Using modular lockers has been suggested in the literature as an option to improve the utilization of parcel lockers [25,26]. Modular lockers work like fixed lockers but the number of locker spaces are adjusted periodically depending on the demand. Hence, in the low demand season, only a few modular lockers spaces are available at each CDP, whereas in the high demand season, the number of modular locker spaces at a CDP is increased. While a comparison of modular and fixed lockers is not the goal of the study, both have been compared to highlight the limitation of modular lockers. Depending on the number of CDPs, the utilization of fixed parcel lockers ranged between 25% to 35% if all parcels were to be sent to fixed lockers.
If the number of lockers were to be adjusted on the first of every month (i.e., modular lockers; Figure 11), the utilization would range from 65.3% for networks with 1 CDP to 39.4% for networks with 2048 CDPs. Even though it may be possible to increase the utilization by changing the frequency and time point when modular lockers are adjusted, the utilization is always limited by the fact that the parcel demand varies considerably depending on the day of the week, and adjusting modular lockers daily would defeat its purpose.
If only 3% of all parcels were handled by staff at CDPs while all other parcels would be placed in fixed lockers at these staffed CDPs, the average utilization would range from 62.2% for networks with 1 CDP to 44.2% for networks with 2048 CDPs. In short, combining staffed CDPs with lockers at the same location has a larger potential to increase the utilization.

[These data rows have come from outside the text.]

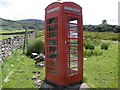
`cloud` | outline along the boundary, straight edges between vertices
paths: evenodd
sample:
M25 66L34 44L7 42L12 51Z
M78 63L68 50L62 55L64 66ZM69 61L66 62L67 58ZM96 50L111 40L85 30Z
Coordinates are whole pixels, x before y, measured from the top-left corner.
M45 8L57 0L0 0L0 17L11 20L42 19ZM84 24L101 24L108 20L110 24L118 24L119 0L61 0L72 1L83 8Z
M2 7L10 7L10 6L12 6L12 3L11 2L9 2L8 0L0 0L0 6L2 6Z

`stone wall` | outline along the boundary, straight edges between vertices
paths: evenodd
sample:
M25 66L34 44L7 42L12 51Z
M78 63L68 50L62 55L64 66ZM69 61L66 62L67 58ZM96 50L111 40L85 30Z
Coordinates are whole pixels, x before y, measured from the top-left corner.
M35 36L34 33L28 35L29 37ZM15 36L0 41L0 62L12 54L13 50L17 50L23 44L24 36Z

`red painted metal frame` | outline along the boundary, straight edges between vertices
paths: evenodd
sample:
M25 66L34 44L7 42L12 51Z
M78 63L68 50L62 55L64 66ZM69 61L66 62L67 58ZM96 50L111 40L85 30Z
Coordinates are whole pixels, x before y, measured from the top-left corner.
M72 8L76 8L79 9L80 12L74 12L74 11L69 11L69 10L65 10L64 6L67 7L72 7ZM55 7L60 7L59 10L56 10L54 12L51 13L47 13L48 10L51 10ZM45 72L46 72L46 79L48 81L51 81L53 83L59 84L59 85L69 85L75 82L79 82L81 80L83 80L83 23L82 23L82 8L73 3L73 2L64 2L64 3L60 3L60 2L55 2L50 4L49 6L46 7L45 9ZM48 72L48 69L50 68L50 66L48 65L49 59L47 57L48 53L51 52L47 52L47 48L48 45L47 44L47 40L49 38L47 38L47 33L50 31L47 31L47 20L53 17L57 17L58 18L58 37L57 38L51 38L51 39L57 39L57 73L53 74ZM78 30L79 35L78 35L78 73L72 76L69 76L69 68L68 68L68 63L69 63L69 59L68 59L68 54L70 54L70 52L68 52L68 48L70 47L70 45L66 44L65 41L68 41L70 38L68 38L68 33L70 30L68 30L69 27L69 22L68 22L68 18L69 17L75 17L75 18L79 18L79 23L78 25L80 26L80 29ZM76 39L76 38L73 38ZM75 61L75 60L74 60Z

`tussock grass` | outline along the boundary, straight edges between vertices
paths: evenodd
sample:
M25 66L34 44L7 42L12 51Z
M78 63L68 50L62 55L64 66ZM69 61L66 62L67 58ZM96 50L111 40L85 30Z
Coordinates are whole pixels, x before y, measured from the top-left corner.
M31 80L32 76L40 76L40 80L44 80L44 67L35 67L35 61L28 56L22 54L22 50L13 52L13 55L7 58L2 65L2 86L3 88L38 88L34 85L35 80ZM44 63L44 62L42 62ZM13 72L8 82L4 82L10 72ZM32 72L39 71L40 74Z
M100 56L91 56L84 61L84 79L91 88L118 88L118 43L111 43ZM93 87L94 86L94 87Z

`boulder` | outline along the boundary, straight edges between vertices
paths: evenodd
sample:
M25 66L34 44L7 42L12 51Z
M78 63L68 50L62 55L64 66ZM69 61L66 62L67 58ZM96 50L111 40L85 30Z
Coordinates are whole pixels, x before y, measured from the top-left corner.
M32 76L32 80L38 79L38 76Z
M41 80L36 80L36 81L34 82L34 84L37 85L37 86L40 86L40 85L41 85L40 83L41 83Z

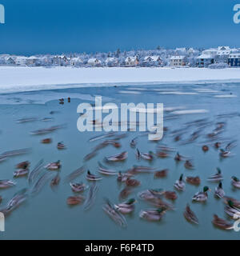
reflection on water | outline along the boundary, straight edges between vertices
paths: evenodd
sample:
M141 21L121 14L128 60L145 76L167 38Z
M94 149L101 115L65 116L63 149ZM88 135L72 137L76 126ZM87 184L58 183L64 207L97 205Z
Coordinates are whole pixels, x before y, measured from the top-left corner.
M223 189L226 195L240 198L240 191L233 189L230 185L232 175L240 178L238 173L238 146L233 149L231 158L221 160L218 150L213 146L214 141L210 142L210 138L206 136L213 132L217 122L221 122L227 123L224 130L219 134L224 145L232 140L239 139L240 118L237 114L232 114L230 118L225 115L239 111L239 84L210 84L81 88L0 95L2 104L0 106L1 153L17 149L31 149L27 154L11 157L0 163L0 178L12 179L17 182L15 186L0 190L0 196L3 198L1 206L6 206L16 192L24 188L28 189L30 186L27 178L13 178L16 164L29 161L30 170L42 158L44 159L45 164L61 160L62 165L59 171L61 178L59 185L53 190L48 181L43 184L39 193L30 195L19 208L14 210L6 218L6 231L0 233L0 238L2 239L238 239L238 233L223 231L213 226L211 221L214 214L227 219L222 200L216 199L213 192L209 193L209 198L205 203L192 203L191 198L196 192L202 190L204 186L208 186L212 191L214 191L218 183L210 182L207 178L215 172L216 167L220 167L224 178ZM156 153L159 145L149 142L144 134L129 132L126 137L119 140L122 145L120 148L108 145L98 150L98 154L90 160L84 162L84 157L92 152L99 143L106 139L111 139L111 138L103 138L90 141L90 138L104 133L80 133L77 130L77 120L79 117L77 114L78 105L83 102L92 102L95 95L102 96L105 102L110 101L117 105L122 102L163 103L166 110L164 126L168 129L166 128L165 137L158 144L171 147L171 150L168 152L170 157L163 158L160 154L161 158L154 155L154 159L151 162L142 158L138 160L136 150L130 145L133 139L141 153L149 151ZM66 101L65 104L59 105L58 101L54 100L69 96L72 98L70 103ZM44 102L46 103L42 104ZM16 105L17 103L21 104ZM218 116L219 114L222 115ZM17 120L32 117L38 118L38 120L17 123ZM202 121L204 125L198 126L193 124L192 122L197 119L204 120ZM66 127L50 134L30 134L31 131L62 124L66 124ZM176 138L178 136L179 138ZM52 139L51 143L41 143L41 141L46 138ZM57 144L60 142L64 143L66 149L62 150L57 149ZM204 144L209 146L209 150L205 153L202 150ZM176 154L174 150L190 157L194 169L185 168L184 162L177 164L174 160ZM105 162L105 157L123 151L128 152L128 158L126 161L110 164ZM135 198L137 202L134 211L125 216L126 228L117 226L102 210L106 198L114 204L122 201L119 201L119 193L125 186L123 182L117 182L117 177L114 175L105 176L98 174L98 162L103 163L103 166L108 170L117 171L125 171L132 168L134 165L150 166L158 170L168 170L166 172L166 176L160 178L154 178L151 172L134 176L141 185L132 187L131 194L128 196L128 198ZM89 186L81 194L86 199L90 198L90 188L93 184L86 178L86 170L90 170L94 174L102 175L103 178L96 182L98 190L94 190L96 191L94 200L90 207L85 207L84 204L69 206L66 199L70 196L77 194L72 191L70 186L65 180L70 174L83 165L86 165L86 171L81 173L74 182L82 182ZM173 204L174 210L168 210L158 222L150 222L140 218L139 213L142 210L154 206L137 198L137 194L148 189L173 191L174 184L181 174L183 174L184 177L199 176L201 185L195 186L186 183L185 191L176 191L178 198L174 202L164 199L165 202ZM191 209L196 214L199 221L198 226L193 226L184 218L183 212L186 203L190 203Z

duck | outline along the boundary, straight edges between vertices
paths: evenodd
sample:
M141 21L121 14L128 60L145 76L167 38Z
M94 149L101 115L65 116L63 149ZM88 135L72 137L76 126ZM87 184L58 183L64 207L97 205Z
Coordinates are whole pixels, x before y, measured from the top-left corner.
M194 166L193 163L190 160L186 160L185 162L184 166L185 166L186 169L188 169L188 170L194 169Z
M230 156L230 151L229 150L225 150L223 149L220 150L219 156L222 158L226 158Z
M203 191L196 193L193 198L193 201L196 202L206 202L208 198L207 191L210 191L210 189L208 186L203 187Z
M130 198L126 202L121 202L118 205L114 205L115 209L122 214L130 214L134 210L134 198Z
M159 222L166 214L165 208L148 209L141 210L139 217L147 221Z
M230 197L226 197L226 196L225 196L223 199L224 199L223 202L225 204L228 204L228 201L230 200L234 207L240 208L240 201Z
M183 174L181 174L179 179L178 179L174 183L174 187L179 190L179 191L184 191L185 190L185 182L182 180Z
M132 189L130 189L129 186L126 186L120 192L119 198L126 198L132 193L132 191L133 191Z
M120 162L120 161L124 161L128 157L128 153L126 151L122 152L121 154L107 157L106 158L106 160L107 162Z
M86 184L81 183L70 183L72 190L76 193L83 192L88 188L88 186Z
M222 230L232 230L233 225L223 218L219 218L217 214L214 215L212 223Z
M61 142L58 143L57 148L58 148L58 150L64 150L64 149L66 149L66 146L63 144L62 142Z
M28 174L28 173L29 173L28 169L21 169L18 170L15 170L14 172L14 177L18 178L18 177L26 176Z
M162 189L146 190L138 194L140 199L152 200L162 197L165 191Z
M132 176L133 176L133 174L131 174L122 173L122 171L118 171L117 180L119 182L125 182L127 180L127 178L129 178Z
M155 171L154 178L165 178L165 177L166 177L168 172L169 172L168 169L164 169L164 170L162 170Z
M222 175L222 171L220 168L217 168L217 173L215 174L210 175L207 179L209 182L220 182L223 179Z
M225 196L225 192L222 189L222 183L220 182L218 186L215 188L215 197L218 198L222 198Z
M10 179L0 180L0 189L6 189L15 185L16 182Z
M41 141L41 143L42 144L50 144L52 142L52 139L50 138L43 138L42 141Z
M206 145L203 145L202 150L203 152L207 152L209 150L209 146Z
M116 175L118 172L113 170L108 170L100 162L98 162L98 172L103 175Z
M128 186L138 186L141 184L139 181L137 179L127 178L127 179L125 182L126 185Z
M50 162L47 164L45 168L50 170L58 170L61 168L61 162L60 160L54 162Z
M233 218L240 218L240 210L234 206L231 200L227 201L227 205L225 206L224 211Z
M166 199L169 200L176 200L178 198L178 195L175 191L164 191L164 197Z
M91 174L90 170L87 171L86 178L91 182L100 181L101 179L102 179L102 177Z
M27 169L30 163L28 161L22 162L17 164L16 169Z
M198 225L198 219L196 214L191 210L189 204L186 205L183 215L188 222Z
M186 182L192 185L198 186L201 183L201 179L198 176L196 176L196 177L188 176L186 178Z
M232 186L237 189L240 189L239 179L235 176L232 176L231 179L232 179L232 182L231 182Z
M50 186L58 186L59 182L60 182L60 175L59 174L57 174L57 175L54 178L52 178L50 182Z
M130 147L134 148L137 146L137 137L130 141Z
M76 206L82 203L85 200L85 198L78 195L78 196L71 196L66 199L66 203L70 206Z

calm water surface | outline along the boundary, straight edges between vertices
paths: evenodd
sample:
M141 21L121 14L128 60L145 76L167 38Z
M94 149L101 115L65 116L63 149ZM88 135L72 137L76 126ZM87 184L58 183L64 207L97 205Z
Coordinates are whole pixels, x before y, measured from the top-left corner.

When comparing the cost of modular lockers and the combination of fixed lockers and staffed CDPs, it is questionable whether modular lockers offer a financial benefit (Table 1). A delivery company has to buy enough modular lockers for the high demand season, whereas a company combining fixed lockers with staffed CDPs only needs to buy enough lockers for the medium demand season, as undeliverable parcels are diverted to staffed CDPs. Modular lockers might also be more expensive because of the docking mechanism. In addition, the land rent at CDPs might not be reduced for modular lockers compared with fixed lockers. During the high demand season, the cost of land rent at a CDP would be higher for modular lockers than for fixed lockers and staffed CDPs because of more modular lockers being installed. During the low demand season, the land rent at CDPs could be lower for modular lockers. However, the rent might not be reduced (i) if there is no alternative usage for the land during the low demand season or (ii) the number of required modular lockers is never less than the number of fixed lockers. Modular lockers require storage space and transport cost, while fixed lockers and staffed CDPs require a fee paid to staffed CDPs.

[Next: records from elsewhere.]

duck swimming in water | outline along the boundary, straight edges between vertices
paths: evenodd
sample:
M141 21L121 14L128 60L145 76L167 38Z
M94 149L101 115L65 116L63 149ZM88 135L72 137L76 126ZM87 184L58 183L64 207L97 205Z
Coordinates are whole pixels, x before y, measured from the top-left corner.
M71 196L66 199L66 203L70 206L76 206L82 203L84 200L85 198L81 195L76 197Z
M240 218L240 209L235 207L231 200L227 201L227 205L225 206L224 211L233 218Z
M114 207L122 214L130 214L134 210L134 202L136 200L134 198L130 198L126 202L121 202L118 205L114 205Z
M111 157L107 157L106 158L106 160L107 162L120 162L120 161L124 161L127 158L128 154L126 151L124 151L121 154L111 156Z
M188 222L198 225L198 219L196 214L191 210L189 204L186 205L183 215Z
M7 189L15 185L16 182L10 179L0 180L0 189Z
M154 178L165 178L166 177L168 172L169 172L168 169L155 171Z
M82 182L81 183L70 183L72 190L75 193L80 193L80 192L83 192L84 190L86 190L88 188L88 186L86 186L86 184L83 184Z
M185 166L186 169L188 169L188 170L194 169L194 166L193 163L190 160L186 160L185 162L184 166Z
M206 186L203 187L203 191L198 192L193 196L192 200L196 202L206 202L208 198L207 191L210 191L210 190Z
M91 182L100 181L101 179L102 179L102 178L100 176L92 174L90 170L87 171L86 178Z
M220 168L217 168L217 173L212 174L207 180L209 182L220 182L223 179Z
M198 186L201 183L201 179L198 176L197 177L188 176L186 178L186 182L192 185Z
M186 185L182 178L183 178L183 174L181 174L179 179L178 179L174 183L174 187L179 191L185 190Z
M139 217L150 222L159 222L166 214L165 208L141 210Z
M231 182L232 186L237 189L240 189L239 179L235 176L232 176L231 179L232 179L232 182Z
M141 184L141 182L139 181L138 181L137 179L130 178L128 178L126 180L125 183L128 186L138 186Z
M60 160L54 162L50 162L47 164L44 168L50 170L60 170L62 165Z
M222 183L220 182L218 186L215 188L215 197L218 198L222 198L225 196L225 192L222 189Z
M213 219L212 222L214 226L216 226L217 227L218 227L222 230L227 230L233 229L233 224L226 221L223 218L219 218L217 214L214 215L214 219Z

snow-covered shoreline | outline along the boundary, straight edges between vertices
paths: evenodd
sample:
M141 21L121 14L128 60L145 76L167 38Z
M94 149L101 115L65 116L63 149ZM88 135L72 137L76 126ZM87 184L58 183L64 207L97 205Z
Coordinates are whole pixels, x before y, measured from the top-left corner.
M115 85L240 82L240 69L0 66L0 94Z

Based on the parcel delivery data used in this study, it is unlikely that it will be cheaper for a delivery company to invest in modular lockers compared with fixed lockers and staffed CDPs. The following example compares modular lockers with fixed lockers deployed at a level to satisfy 95% of all days (i.e., 3% of the parcels sent to staffed CDPs). A delivery company could either buy 20,088 (1 CDP)–29,125 (2048 CDPs) modular lockers, or 12,475 (1 CDP)–17,525 (2048 CDPs) fixed parcel lockers and pay around £0.50 per parcel [18] to staffed CDPs. As stated earlier, the cost of adding a single locker to a CDP is around £85 per locker if 10–20 lockers are added to the same CDP. If modular lockers cost the same as fixed lockers, a company using modular lockers would require around a £656,114 (1 CDP)–£992,016 (2048 CDPs) higher investment than the company using fixed lockers. In this case study, the decrease in land rent during the low demand season for modular lockers is outweighed by the increase in land rent during the high demand season for modular lockers. Over one-year, networks with 1 CDP require around 3% less rent if using modular lockers, while networks with 2048 CDPs require 12% more rent when using modular lockers compared with combining fixed lockers and staffed CDPs. This means that modular lockers require overall a similar or a higher land rent than fixed lockers and staffed CDPs in this case study.

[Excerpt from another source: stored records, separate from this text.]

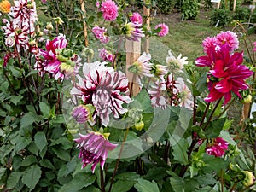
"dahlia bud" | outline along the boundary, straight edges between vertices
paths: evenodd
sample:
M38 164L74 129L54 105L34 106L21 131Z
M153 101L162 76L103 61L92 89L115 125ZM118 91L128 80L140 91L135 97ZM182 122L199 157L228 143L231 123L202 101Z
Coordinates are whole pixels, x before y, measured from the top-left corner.
M11 3L8 0L0 3L0 11L8 14L10 12Z
M48 29L49 31L53 30L53 25L51 22L47 23L46 29Z
M242 171L241 172L245 176L245 178L244 178L244 180L242 182L242 183L243 183L244 186L250 186L250 185L252 185L252 184L254 183L254 182L255 182L255 177L254 177L254 175L253 174L252 172Z
M13 37L9 37L5 39L5 45L8 47L13 47L15 44L15 40Z
M241 102L242 103L251 103L252 102L252 96L251 95L247 95L246 97L244 97L242 100L241 100Z

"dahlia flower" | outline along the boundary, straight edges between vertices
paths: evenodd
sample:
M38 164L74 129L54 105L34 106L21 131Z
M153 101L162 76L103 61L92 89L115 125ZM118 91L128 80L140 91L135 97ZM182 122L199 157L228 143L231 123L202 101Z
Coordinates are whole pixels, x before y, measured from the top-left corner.
M231 99L231 91L241 98L239 91L248 89L245 79L249 78L253 72L244 65L243 53L230 55L230 47L227 44L216 46L207 50L207 56L201 56L195 60L199 67L209 67L208 83L209 95L205 98L207 102L212 102L224 97L224 103Z
M92 164L91 171L94 172L96 166L100 163L103 170L108 151L113 150L118 145L111 143L98 132L79 134L79 137L74 141L78 143L77 148L80 149L79 158L82 159L82 168Z
M103 18L106 20L114 20L118 16L118 6L112 0L105 0L102 3L100 11L103 13Z
M204 52L207 53L209 48L216 46L216 38L207 37L202 42L202 46L204 47Z
M160 28L160 32L157 33L160 37L164 37L169 33L169 27L165 23L158 24L154 29Z
M230 31L221 32L216 36L216 44L218 45L227 44L230 46L230 51L233 52L239 47L237 35Z
M8 0L3 0L0 2L0 11L8 14L10 12L11 3Z
M184 65L187 65L189 62L186 61L188 57L182 58L180 54L177 58L172 54L172 51L169 50L169 56L166 57L167 66L171 68L172 73L183 73Z
M184 83L183 78L177 78L175 84L176 89L173 90L173 94L177 94L179 100L179 106L193 108L193 96L191 90Z
M148 94L151 99L151 105L154 108L166 108L169 101L165 84L160 83L159 80L154 82L154 84L148 90Z
M121 29L121 32L128 40L139 41L140 38L144 38L143 31L138 28L139 25L135 25L132 22L125 23Z
M130 20L132 23L137 25L138 26L141 26L143 24L143 18L137 12L132 13L132 15L130 16Z
M79 83L71 94L73 98L82 99L84 104L92 104L96 108L93 119L98 116L102 124L107 126L109 115L113 113L113 117L119 118L119 114L126 113L127 109L122 104L131 102L131 99L125 95L128 92L126 76L105 64L99 61L84 64L84 78L78 76Z
M108 37L106 36L107 29L104 27L101 28L99 26L95 26L92 28L92 32L101 43L107 44L109 41Z
M72 116L78 123L83 124L89 120L90 111L85 105L79 105L73 109Z
M221 157L225 154L225 151L228 149L228 148L229 143L221 137L217 137L207 143L206 152L209 155Z
M100 49L99 56L103 60L103 61L112 62L113 61L113 56L111 53L108 53L105 48Z

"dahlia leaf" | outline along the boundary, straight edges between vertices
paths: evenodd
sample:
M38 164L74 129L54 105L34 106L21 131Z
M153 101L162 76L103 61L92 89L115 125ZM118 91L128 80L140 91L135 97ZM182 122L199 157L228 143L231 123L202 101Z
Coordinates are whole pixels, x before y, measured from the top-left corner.
M7 189L15 188L23 173L23 172L13 172L8 177Z
M152 182L139 178L137 183L134 185L138 192L159 192L157 183L153 180Z
M186 139L181 138L176 145L172 147L174 160L180 162L182 165L188 165L188 154L187 148L189 147L189 143Z
M41 131L37 132L36 135L34 136L34 140L35 140L36 146L38 147L40 152L47 145L46 137L44 132Z
M26 170L22 176L22 183L32 191L37 185L41 177L42 171L38 165L33 165Z
M206 137L207 138L216 138L218 137L220 131L223 130L225 121L226 118L221 118L212 121L205 131Z

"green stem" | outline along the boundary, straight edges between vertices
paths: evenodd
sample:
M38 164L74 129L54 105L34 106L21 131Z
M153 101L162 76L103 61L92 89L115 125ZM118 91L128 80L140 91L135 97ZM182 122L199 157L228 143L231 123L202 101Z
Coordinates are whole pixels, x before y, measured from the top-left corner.
M121 145L120 152L119 152L119 157L118 157L118 159L116 160L116 164L115 164L115 166L114 166L113 173L112 175L112 178L111 178L111 183L110 183L108 192L111 192L111 189L112 189L112 185L113 185L113 183L114 176L116 174L116 172L117 172L118 167L119 167L119 164L120 162L121 154L123 153L123 149L124 149L125 143L126 141L126 137L127 137L127 135L128 135L128 132L129 132L129 129L130 129L130 125L128 125L127 127L126 127L126 131L125 131L125 137L124 137L124 139L123 139L123 143L122 143L122 145Z

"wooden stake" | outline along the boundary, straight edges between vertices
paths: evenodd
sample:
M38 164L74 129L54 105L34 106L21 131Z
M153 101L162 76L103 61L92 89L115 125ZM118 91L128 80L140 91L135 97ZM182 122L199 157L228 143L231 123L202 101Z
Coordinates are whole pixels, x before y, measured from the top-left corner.
M81 10L84 12L84 15L82 15L82 19L84 20L85 18L85 9L84 9L84 0L80 0L80 4L81 4ZM84 45L85 47L88 47L89 45L89 42L88 42L88 33L87 33L87 26L86 26L86 22L83 21L83 25L84 25Z
M128 68L136 61L141 55L141 39L137 41L126 40L126 76L129 80L129 90L131 96L137 96L140 92L138 82L136 82L137 78L132 73L128 72Z
M236 11L236 0L234 0L234 3L233 3L233 12Z
M146 0L144 0L144 3ZM146 27L147 30L150 30L150 9L148 9L146 6L143 6L143 15L146 16ZM148 37L146 37L146 39L143 44L143 51L149 53L149 39Z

When only considering the cost to buy the lockers and the fee paid to staffed CDPs, it is less expensive to use fixed lockers and staffed CDPs if the lockers last for up to 20 years in a network with 1 CDP and 48 years in a network with 2048 CDPs, considering a discount rate of 1% (rate of return of the FTSE 100: 3% [34] minus CPI inflation: 2% [35]). When the discount rate is decreased to 0.75%, which is the interest rate set by the Bank of England in August 2019 [35], a system with modular lockers and 1 CDP would only be less expensive if the lockers last for more than 19 years. A system with modular lockers at 2048 CDPs will need to last more than 45 years to be less expensive than sending parcels to staffed CDPs. Even without considering the costs, modular locker operators have to pay extra (i.e., storage space for unused lockers, transport of lockers, and increased land rent), and the modular lockers do not offer any financial advantage in this case study compared with combining fixed lockers and staffed CDPs.

5. Suggestions for Future Work and Limitations

The study only considered the impact of adjusting the numbers of modular lockers at the beginning of each month. It would be beneficial to compare the daily, quarterly, or half year adjustments or on-demand adjustment strategies. In addition, the study should be repeated with delivery data from other companies to determine in which cases modular lockers offer a financial advantage over fixed lockers and staffed CDPs for different company profiles. It would also be interesting to evaluate how a consideration of the size of parcels changes the results. A follow up study could also include the customer preferences for a specific delivery type. Staffed CDPs are usually not open 24/7. Hence, some customers might prefer parcel lockers. Others might prefer to pick up a parcel from a human and are uncomfortable interacting with an automated parcel locker. Plenty of studies focusing on the optimization of the location of CDP have been published [27,28]. It would be interesting to combine these with the optimization problem proposed in this paper. Note: In this paper, the location of parcel lockers is fixed.

6. Conclusions

Open innovation is increasingly popular with large companies around the world [39]. By applying a real data-driven approach [40] to reduce the cost of parcel delivery, this paper highlights the advantages of open innovation. Open innovation refers to the share and use of external knowledge, for instance, information, abilities, and methodologies [41], to accelerate the innovation process [42]. In this sense, the paper uses open source data (e.g., delivery trip data and other statistics) and open source software (e.g., Python and QGIS) to develop a decision support method focused on reducing the cost of last mile delivery without reducing the service level. This highlights the benefits of open innovation—if the delivery company had not published the delivery trip data, the authors could not have developed or applied the decision support method. The same applies to the software used in this project.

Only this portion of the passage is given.